Similarly, asking Sri Lanka to follow its agreements with the international community to ensure accountability for the human rights abuses during the decades-long armed conflict, Stéphane Dujarric, Spokesman for the UN Secretary-General Ban Ki-moon observed, on July 12, 2016, “There are issues between the international community and Sri Lanka and agreements to ensure accountability. And we hope those are followed.” Further, the International Committee of the Red Cross (ICRC) in a report released on July 26, 2016, after conducting a 14-month island-wide assessment between October 2014 and November 2015, noted, “The years that have passed since the armed conflict in Sri Lanka ended in 2009, did not bring solace to the families of over 16,000 persons who, according to the ICRC’s records, remain missing.” Meanwhile, the Committee on the Elimination of Racial Discrimination (CERD) member and country rapporteur for Sri Lanka, Jose Francisco Cali Tzay, on August 26, 2016, stated that the Tamil population in Sri Lanka continued to suffer discrimination, including through lack of access to public services in their own language, as the Police agents in the North do not speak Tamil and people continue to live in fear due to the military presence.

However, commending the Government for taking steps to pursue the truth-seeking and accountability mechanisms and to deal with the grievances of people in the North and the East, Ban Ki-moon, who toured the conflict affected North on September 2, 2016, welcomed the establishment of an OMP and the process to reform the Constitution to achieve a political settlement, recalling, “This is my first visit to Sri Lanka since 2009, when I saw great suffering and hardship. Hundreds of thousands of people were displaced and in need of humanitarian aid after the terrible conflict that tore the country apart.”

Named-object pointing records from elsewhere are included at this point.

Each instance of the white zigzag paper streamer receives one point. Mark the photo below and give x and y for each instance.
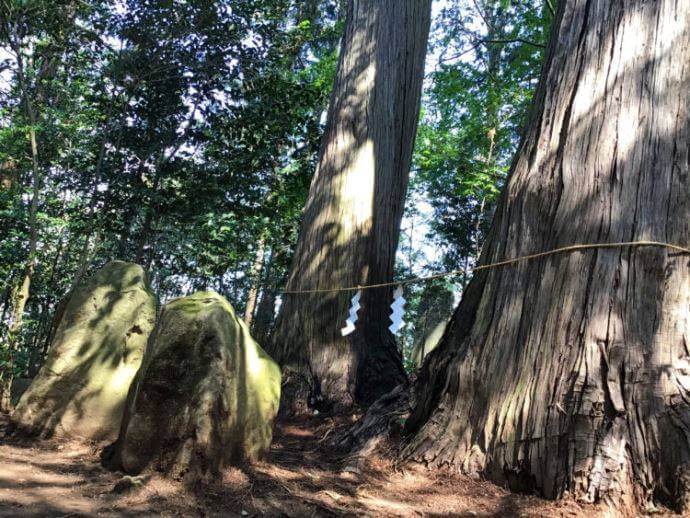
(398, 308)
(352, 318)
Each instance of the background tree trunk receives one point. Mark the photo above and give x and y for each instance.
(570, 373)
(351, 222)
(257, 268)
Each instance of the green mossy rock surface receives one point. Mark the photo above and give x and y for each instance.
(97, 350)
(206, 395)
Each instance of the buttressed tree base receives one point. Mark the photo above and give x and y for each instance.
(206, 395)
(98, 347)
(569, 374)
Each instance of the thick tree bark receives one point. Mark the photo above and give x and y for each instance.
(570, 373)
(351, 222)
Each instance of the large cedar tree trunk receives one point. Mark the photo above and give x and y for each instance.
(572, 372)
(351, 222)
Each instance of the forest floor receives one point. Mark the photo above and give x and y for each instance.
(301, 476)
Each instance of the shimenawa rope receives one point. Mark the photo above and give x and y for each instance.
(571, 248)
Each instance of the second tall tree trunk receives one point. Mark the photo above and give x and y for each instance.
(571, 373)
(351, 222)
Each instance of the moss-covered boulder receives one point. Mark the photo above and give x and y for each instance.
(96, 351)
(205, 397)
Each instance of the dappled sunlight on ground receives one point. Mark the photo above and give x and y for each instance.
(301, 476)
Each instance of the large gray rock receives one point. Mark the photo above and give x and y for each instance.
(97, 349)
(206, 395)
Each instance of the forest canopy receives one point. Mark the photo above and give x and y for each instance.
(183, 137)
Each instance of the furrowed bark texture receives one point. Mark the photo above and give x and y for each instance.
(351, 222)
(571, 372)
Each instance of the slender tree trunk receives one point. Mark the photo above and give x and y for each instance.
(22, 291)
(351, 222)
(570, 372)
(257, 267)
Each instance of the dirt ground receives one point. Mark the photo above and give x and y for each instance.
(300, 477)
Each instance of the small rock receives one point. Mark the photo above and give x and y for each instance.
(128, 483)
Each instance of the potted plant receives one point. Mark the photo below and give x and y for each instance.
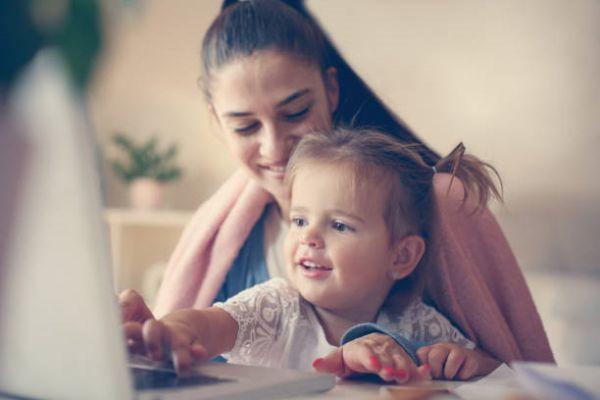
(145, 170)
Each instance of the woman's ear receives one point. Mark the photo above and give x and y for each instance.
(407, 254)
(332, 88)
(215, 121)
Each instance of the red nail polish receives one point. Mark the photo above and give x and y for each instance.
(401, 373)
(375, 362)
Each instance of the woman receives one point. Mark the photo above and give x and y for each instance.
(270, 77)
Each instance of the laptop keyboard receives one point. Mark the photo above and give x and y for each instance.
(146, 379)
(149, 374)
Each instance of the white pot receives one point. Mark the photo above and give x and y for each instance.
(146, 194)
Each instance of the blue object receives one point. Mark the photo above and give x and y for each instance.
(360, 330)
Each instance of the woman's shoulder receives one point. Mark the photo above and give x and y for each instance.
(422, 322)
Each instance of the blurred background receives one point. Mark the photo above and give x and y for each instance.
(516, 81)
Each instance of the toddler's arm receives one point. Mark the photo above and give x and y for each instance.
(374, 353)
(187, 336)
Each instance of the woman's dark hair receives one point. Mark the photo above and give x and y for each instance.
(244, 27)
(397, 166)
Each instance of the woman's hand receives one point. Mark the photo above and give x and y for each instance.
(449, 361)
(134, 312)
(375, 353)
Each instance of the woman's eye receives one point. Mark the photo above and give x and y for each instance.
(340, 226)
(297, 115)
(245, 130)
(299, 221)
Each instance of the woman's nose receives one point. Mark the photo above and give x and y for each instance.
(277, 144)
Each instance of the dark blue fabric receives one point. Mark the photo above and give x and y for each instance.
(249, 267)
(360, 330)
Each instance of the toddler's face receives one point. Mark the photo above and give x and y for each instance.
(337, 250)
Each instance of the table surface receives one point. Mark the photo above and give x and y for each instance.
(349, 389)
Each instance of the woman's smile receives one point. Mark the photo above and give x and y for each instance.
(275, 99)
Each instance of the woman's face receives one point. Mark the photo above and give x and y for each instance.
(264, 104)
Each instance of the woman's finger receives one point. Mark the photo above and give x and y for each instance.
(437, 356)
(181, 355)
(155, 338)
(133, 337)
(133, 307)
(469, 368)
(453, 363)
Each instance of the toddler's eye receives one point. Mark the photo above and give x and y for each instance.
(299, 221)
(340, 226)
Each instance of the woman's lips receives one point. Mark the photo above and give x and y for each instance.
(275, 170)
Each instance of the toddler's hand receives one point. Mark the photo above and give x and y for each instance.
(449, 361)
(172, 338)
(375, 353)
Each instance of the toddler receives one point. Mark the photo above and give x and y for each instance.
(361, 213)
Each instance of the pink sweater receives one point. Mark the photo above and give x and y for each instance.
(476, 281)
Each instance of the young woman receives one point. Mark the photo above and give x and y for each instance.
(361, 221)
(271, 76)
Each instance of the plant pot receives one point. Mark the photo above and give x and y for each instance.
(146, 194)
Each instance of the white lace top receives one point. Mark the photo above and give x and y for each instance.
(277, 328)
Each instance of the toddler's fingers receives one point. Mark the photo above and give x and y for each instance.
(360, 357)
(454, 361)
(199, 351)
(423, 354)
(469, 368)
(154, 334)
(424, 372)
(437, 356)
(404, 369)
(387, 364)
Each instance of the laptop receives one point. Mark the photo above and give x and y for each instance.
(60, 329)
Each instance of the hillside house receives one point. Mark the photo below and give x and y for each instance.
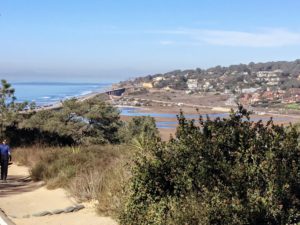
(192, 84)
(147, 85)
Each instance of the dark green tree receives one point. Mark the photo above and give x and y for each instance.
(9, 109)
(222, 171)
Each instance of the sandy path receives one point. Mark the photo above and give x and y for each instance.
(21, 198)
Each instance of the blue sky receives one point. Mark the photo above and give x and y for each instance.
(110, 40)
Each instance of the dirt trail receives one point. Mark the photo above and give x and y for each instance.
(23, 201)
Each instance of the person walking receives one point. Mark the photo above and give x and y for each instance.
(5, 156)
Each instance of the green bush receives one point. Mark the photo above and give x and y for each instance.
(222, 171)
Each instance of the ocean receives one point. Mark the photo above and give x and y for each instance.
(46, 93)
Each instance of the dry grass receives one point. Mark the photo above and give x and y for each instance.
(89, 173)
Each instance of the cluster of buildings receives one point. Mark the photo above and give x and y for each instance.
(250, 88)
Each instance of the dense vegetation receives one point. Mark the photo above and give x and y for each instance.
(222, 171)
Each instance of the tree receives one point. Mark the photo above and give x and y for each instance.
(222, 171)
(9, 109)
(85, 122)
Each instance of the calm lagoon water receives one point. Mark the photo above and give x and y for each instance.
(134, 111)
(45, 93)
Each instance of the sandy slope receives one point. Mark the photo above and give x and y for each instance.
(21, 197)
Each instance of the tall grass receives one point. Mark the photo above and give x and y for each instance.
(89, 173)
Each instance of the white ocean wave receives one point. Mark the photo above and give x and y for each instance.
(86, 93)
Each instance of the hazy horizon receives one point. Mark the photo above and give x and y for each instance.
(109, 41)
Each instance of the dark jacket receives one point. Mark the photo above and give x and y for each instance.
(4, 152)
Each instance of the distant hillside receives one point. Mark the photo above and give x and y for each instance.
(278, 75)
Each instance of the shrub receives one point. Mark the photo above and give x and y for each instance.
(222, 171)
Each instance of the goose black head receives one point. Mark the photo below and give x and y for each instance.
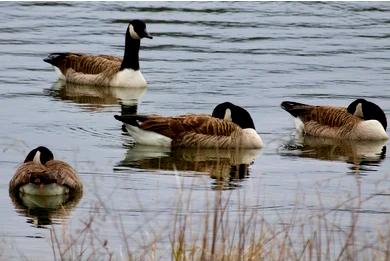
(137, 30)
(230, 112)
(368, 111)
(39, 155)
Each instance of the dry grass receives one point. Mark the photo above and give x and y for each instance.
(227, 233)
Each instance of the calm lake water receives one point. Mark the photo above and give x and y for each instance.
(252, 54)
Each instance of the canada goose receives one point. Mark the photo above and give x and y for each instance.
(104, 70)
(41, 175)
(362, 120)
(230, 126)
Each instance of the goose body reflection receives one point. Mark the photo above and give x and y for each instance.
(45, 210)
(226, 167)
(361, 120)
(357, 153)
(104, 70)
(230, 126)
(97, 97)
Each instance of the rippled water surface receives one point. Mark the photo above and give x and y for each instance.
(252, 54)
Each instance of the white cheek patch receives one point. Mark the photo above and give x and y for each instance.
(37, 158)
(228, 115)
(133, 34)
(359, 112)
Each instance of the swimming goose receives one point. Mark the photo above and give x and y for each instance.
(229, 126)
(362, 120)
(104, 70)
(41, 175)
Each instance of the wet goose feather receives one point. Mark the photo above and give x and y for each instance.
(54, 172)
(195, 130)
(336, 122)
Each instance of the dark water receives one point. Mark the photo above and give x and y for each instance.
(252, 54)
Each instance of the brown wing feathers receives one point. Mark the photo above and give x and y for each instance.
(84, 63)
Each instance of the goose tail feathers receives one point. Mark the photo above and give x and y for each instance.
(294, 108)
(130, 119)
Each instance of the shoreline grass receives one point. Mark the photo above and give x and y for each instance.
(222, 232)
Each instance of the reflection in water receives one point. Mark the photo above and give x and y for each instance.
(45, 210)
(226, 167)
(96, 97)
(359, 154)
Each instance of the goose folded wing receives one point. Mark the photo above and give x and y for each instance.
(64, 174)
(175, 127)
(330, 116)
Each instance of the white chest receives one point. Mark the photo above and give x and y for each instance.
(129, 78)
(250, 139)
(370, 130)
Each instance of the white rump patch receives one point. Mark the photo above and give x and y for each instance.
(133, 34)
(148, 137)
(59, 73)
(370, 130)
(228, 115)
(44, 190)
(37, 157)
(129, 78)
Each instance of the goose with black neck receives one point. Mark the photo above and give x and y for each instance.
(105, 70)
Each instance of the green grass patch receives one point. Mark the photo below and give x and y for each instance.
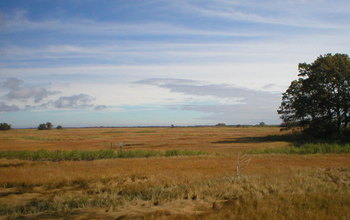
(59, 155)
(319, 148)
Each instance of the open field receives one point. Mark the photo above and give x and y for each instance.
(272, 186)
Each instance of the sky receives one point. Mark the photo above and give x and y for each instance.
(79, 63)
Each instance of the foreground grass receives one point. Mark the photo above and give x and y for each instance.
(298, 194)
(59, 155)
(319, 148)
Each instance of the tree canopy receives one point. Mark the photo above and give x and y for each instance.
(319, 101)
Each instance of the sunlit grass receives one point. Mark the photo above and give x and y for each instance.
(59, 155)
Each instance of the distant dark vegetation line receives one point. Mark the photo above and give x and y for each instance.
(59, 155)
(309, 148)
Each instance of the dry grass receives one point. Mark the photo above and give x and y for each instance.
(200, 187)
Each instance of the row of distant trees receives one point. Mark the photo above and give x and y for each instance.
(44, 126)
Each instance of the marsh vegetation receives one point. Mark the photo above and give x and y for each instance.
(172, 173)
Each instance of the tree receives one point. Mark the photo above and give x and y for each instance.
(319, 101)
(5, 126)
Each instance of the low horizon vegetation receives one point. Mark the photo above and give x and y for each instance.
(77, 174)
(60, 155)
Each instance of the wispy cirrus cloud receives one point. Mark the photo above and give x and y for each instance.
(240, 105)
(8, 108)
(37, 97)
(19, 92)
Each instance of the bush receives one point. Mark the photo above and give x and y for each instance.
(5, 126)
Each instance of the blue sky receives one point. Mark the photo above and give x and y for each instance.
(157, 62)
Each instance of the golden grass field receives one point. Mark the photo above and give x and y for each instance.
(272, 186)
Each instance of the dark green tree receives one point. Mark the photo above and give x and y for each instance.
(5, 126)
(319, 101)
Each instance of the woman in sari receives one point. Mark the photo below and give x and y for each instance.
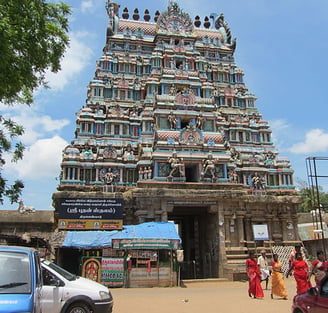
(301, 275)
(319, 267)
(254, 277)
(277, 279)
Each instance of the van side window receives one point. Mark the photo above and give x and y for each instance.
(48, 278)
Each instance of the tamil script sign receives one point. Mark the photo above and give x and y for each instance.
(145, 243)
(90, 213)
(112, 272)
(260, 232)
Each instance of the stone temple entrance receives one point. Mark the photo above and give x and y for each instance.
(198, 241)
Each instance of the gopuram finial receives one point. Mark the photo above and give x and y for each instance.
(112, 11)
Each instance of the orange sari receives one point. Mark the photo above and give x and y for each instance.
(277, 279)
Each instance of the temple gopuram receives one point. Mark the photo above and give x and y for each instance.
(170, 130)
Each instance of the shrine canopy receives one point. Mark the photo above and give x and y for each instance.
(152, 235)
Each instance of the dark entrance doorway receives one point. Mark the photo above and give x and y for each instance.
(197, 238)
(191, 171)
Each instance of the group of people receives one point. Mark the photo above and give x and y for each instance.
(258, 271)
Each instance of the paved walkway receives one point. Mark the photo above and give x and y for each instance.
(212, 296)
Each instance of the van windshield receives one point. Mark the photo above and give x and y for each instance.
(15, 275)
(60, 270)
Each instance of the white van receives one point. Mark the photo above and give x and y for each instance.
(20, 280)
(64, 292)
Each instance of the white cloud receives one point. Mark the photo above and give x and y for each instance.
(76, 58)
(35, 126)
(316, 140)
(86, 5)
(41, 160)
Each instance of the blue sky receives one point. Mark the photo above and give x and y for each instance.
(282, 47)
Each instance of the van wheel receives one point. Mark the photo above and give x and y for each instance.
(78, 307)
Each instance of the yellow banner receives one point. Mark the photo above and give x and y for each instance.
(90, 224)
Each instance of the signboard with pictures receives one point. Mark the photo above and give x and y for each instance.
(260, 232)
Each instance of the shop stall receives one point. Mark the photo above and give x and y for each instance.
(143, 255)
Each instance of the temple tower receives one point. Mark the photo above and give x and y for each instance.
(170, 126)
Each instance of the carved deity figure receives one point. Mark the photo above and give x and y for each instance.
(200, 121)
(209, 167)
(109, 177)
(176, 165)
(112, 11)
(257, 182)
(172, 120)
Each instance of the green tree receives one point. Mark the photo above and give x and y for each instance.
(33, 39)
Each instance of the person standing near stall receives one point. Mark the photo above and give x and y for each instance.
(319, 267)
(254, 277)
(277, 279)
(264, 269)
(301, 274)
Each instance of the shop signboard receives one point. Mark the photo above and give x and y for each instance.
(145, 243)
(112, 272)
(260, 232)
(90, 213)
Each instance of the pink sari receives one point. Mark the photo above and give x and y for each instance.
(254, 279)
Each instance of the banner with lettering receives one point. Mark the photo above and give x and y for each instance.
(90, 213)
(112, 272)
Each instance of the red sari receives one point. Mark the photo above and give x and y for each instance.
(254, 279)
(301, 276)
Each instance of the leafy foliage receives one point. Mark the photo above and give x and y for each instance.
(33, 39)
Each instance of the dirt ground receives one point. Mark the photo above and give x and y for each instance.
(200, 297)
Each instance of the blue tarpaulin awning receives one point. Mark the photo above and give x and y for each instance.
(96, 239)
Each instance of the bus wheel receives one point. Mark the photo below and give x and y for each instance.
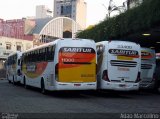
(24, 82)
(43, 91)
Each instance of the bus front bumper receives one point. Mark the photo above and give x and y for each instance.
(120, 86)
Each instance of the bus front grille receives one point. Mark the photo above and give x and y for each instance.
(123, 63)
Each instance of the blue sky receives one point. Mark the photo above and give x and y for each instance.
(16, 9)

The Sri Lankan Government’s efforts at rehabilitation in the wake of the war against the LTTE have been exemplary, and the willingness to undertake a comprehensive Constitutional reform demonstrates an eagerness to create an environment of enduring peace. There are, however, deep vested interests in the international community and among remnants of Tamil separatist formations who seek to keep confrontation alive, seeking racial segregation, rather than integration, or the “democratization, reconciliation and development” that the new Constitution seeks. Disruptive elements on both sides of the Tamil – Sinhala divide, backed by international mischief, continue to undermine sustained efforts by the Sri Lanka Government, and by the dominant elements in the political leadership, to consolidate a hard won peace.